I would like to congratulate Hardy et al1 on their report in Journal of Clinical Oncology analyzing the dangers of neurocognitive functioning in children with high-risk acute lymphoblastic leukemia (ALL) treated on the AALL0213 protocol. This report complements the neurotoxicity data provided in the article by Larsen et al,2 which discussed only seizures and strokes.
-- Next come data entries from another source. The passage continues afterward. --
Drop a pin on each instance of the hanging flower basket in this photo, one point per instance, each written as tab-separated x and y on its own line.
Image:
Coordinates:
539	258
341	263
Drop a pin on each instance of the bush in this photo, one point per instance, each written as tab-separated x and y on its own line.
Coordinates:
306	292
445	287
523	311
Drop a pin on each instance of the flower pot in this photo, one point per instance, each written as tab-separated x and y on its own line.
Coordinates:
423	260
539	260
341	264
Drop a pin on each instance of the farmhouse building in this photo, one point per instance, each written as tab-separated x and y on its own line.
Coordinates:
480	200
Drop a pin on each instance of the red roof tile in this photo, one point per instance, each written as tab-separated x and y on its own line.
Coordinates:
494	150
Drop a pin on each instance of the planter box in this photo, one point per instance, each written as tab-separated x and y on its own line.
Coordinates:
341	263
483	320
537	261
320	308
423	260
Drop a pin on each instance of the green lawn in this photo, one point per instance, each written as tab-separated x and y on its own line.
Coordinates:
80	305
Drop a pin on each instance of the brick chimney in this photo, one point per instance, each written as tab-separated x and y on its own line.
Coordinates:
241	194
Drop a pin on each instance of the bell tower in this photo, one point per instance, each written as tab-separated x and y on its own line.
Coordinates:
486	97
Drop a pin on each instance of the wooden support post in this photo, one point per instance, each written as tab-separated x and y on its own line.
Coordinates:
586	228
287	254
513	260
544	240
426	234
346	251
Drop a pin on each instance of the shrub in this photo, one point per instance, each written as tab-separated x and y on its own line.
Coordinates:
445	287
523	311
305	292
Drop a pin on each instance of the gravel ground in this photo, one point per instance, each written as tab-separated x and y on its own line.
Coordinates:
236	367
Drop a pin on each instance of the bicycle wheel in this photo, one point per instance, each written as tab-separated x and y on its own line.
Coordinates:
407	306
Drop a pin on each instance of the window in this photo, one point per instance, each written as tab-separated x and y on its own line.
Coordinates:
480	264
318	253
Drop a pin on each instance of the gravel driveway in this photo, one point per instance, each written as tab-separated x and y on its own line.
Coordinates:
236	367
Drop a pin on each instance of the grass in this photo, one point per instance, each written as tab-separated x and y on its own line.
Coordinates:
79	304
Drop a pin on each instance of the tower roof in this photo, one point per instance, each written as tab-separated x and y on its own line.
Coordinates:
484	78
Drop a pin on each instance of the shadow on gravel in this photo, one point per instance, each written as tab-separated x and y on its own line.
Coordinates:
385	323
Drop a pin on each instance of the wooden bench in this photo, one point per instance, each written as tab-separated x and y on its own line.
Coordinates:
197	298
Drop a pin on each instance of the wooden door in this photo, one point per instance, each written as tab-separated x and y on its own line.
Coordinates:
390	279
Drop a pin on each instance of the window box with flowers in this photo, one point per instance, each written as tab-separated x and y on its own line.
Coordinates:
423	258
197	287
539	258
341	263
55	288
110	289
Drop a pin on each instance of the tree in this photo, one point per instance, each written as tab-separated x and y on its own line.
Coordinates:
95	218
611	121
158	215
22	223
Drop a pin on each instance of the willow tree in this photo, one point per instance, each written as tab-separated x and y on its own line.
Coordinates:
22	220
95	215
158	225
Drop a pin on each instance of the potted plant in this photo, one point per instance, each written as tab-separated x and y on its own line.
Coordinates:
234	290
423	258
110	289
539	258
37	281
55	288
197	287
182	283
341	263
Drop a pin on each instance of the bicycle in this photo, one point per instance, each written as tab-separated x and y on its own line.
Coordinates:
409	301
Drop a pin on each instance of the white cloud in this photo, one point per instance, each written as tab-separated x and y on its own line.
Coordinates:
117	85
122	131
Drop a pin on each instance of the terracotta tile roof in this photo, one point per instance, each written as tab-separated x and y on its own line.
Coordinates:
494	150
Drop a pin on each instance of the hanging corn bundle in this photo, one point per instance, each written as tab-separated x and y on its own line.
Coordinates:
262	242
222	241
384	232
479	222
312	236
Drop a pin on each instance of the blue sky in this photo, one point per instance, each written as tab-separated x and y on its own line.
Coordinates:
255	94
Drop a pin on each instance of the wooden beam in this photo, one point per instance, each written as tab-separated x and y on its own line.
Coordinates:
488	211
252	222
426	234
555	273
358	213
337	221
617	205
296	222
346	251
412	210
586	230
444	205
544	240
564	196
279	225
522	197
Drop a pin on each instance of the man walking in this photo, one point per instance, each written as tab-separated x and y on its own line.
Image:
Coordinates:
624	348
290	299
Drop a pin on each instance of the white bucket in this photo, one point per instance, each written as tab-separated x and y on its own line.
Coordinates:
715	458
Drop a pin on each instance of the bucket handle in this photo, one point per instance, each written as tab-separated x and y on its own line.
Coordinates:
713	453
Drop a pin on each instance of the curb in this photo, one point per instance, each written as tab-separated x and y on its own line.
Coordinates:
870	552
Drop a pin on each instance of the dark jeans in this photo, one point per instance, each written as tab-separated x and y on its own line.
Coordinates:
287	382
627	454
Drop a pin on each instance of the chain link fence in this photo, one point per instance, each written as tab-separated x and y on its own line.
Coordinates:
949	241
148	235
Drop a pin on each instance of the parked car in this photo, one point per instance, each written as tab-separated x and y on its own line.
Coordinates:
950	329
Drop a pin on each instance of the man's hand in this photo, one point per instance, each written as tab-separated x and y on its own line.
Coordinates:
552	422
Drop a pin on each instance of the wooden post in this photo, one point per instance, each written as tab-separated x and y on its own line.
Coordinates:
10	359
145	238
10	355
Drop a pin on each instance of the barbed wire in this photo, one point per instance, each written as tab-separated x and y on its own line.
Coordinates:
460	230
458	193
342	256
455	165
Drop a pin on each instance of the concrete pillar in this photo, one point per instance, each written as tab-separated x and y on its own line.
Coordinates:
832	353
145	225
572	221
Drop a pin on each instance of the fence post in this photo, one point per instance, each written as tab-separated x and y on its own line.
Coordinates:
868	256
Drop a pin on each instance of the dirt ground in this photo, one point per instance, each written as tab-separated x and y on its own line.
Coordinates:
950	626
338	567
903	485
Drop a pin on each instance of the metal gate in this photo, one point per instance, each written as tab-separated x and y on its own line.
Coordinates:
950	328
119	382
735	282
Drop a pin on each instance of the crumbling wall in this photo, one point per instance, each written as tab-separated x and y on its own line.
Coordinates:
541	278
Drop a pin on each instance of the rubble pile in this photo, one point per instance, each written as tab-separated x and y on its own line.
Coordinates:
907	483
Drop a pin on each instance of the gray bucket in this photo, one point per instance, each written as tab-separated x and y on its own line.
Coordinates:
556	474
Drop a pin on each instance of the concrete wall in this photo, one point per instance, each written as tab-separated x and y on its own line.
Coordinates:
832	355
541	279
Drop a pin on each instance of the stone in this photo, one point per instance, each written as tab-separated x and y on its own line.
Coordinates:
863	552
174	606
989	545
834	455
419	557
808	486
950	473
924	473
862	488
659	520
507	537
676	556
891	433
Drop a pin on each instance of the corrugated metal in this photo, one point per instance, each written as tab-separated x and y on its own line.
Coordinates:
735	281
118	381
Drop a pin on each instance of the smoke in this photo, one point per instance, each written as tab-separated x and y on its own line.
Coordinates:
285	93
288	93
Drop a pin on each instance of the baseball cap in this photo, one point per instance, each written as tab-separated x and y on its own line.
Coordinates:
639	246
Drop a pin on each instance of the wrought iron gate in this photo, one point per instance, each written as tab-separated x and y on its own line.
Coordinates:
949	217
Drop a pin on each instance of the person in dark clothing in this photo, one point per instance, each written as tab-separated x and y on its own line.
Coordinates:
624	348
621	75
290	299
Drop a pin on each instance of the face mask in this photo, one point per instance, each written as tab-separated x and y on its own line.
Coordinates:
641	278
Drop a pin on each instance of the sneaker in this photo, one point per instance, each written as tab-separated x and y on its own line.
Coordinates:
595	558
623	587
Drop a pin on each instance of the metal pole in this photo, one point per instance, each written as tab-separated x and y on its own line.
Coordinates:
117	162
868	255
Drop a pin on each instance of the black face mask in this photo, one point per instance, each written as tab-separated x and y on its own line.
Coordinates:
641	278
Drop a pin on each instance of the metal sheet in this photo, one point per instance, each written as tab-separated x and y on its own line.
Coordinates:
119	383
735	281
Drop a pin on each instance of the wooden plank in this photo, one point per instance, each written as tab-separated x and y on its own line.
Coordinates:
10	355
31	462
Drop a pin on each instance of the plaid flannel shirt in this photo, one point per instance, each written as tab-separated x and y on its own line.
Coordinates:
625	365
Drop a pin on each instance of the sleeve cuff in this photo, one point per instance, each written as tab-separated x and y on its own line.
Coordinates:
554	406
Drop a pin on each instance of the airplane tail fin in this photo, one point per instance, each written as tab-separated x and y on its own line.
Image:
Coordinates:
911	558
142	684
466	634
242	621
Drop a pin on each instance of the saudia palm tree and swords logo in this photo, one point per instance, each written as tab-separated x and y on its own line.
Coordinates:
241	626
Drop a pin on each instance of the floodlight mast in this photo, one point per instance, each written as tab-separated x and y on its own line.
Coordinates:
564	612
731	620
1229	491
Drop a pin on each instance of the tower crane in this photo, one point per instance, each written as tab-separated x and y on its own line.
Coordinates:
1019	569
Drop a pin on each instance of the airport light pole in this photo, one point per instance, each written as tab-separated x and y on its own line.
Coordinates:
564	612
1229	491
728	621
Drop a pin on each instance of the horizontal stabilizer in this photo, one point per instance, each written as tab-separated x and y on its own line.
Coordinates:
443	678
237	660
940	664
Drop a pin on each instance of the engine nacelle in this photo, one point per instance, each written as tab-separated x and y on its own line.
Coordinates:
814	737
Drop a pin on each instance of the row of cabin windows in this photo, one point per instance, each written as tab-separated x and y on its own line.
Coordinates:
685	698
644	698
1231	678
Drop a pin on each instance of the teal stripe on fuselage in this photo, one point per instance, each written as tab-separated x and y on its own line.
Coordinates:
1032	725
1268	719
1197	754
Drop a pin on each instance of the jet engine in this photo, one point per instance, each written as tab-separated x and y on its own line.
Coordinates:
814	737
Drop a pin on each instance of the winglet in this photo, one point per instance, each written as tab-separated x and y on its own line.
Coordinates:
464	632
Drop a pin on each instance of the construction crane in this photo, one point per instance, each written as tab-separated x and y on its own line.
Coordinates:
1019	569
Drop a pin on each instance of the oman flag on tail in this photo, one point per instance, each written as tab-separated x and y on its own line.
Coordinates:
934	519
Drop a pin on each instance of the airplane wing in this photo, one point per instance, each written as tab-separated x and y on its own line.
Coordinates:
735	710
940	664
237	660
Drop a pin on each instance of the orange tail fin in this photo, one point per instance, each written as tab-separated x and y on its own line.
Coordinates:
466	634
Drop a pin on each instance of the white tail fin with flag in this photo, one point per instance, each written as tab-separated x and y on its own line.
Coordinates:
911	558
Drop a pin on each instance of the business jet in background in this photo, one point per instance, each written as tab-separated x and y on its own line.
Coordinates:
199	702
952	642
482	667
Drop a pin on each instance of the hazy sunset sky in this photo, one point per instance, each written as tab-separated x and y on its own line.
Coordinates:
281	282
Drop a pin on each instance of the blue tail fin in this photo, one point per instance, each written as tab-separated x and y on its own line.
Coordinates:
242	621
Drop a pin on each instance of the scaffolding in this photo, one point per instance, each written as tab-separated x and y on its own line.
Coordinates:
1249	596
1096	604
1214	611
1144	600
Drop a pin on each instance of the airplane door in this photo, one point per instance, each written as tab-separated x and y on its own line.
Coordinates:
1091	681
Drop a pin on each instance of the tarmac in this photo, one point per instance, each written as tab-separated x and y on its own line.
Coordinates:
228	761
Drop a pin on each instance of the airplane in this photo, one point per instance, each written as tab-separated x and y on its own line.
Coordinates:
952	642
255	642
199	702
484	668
Hardy et al report that increasing leucovorin (folinic acid) rescue reduced the frequency of toxicity after lower doses of methotrexate (MTX) and that early high-dose leucovorin after MTX 33.6 gm/m2 resulted in little acute or chronic neurotoxicity; however, the authors did not suggest an explanation for why they found no significant difference in neurocognitive outcome among patients who received high-dose MTX and leucovorin rescue versus those who received escalating doses of MTX and PEG asparaginase.

中文翻译:

AALL0232协议中的神经认知功能

我想祝贺Hardy等1在他们的报告中临床肿瘤学杂志分析患儿神经认知功能的危险高危急性淋巴细胞白血病(ALL)在AALL0213协议处理。该报告补充了Larsen等[ 2]文章中提供的神经毒性数据,该数据仅讨论了癫痫发作和中风。Hardy等人的报告指出,增加亚叶酸(亚叶酸)的抢救减少了较低剂量甲氨蝶呤(MTX)后的毒性反应频率,以及MTX 33.6 gm / m 2后早期大剂量亚叶酸蛋白的毒性反应频率几乎没有引起急性或慢性神经毒性;然而,作者们并未对为何他们发现接受大剂量MTX和亚叶酸钙拯救的患者与接受递增剂量MTX和PEG天冬酰胺酶的患者在神经认知结果方面没有显着差异的原因没有提出任何解释。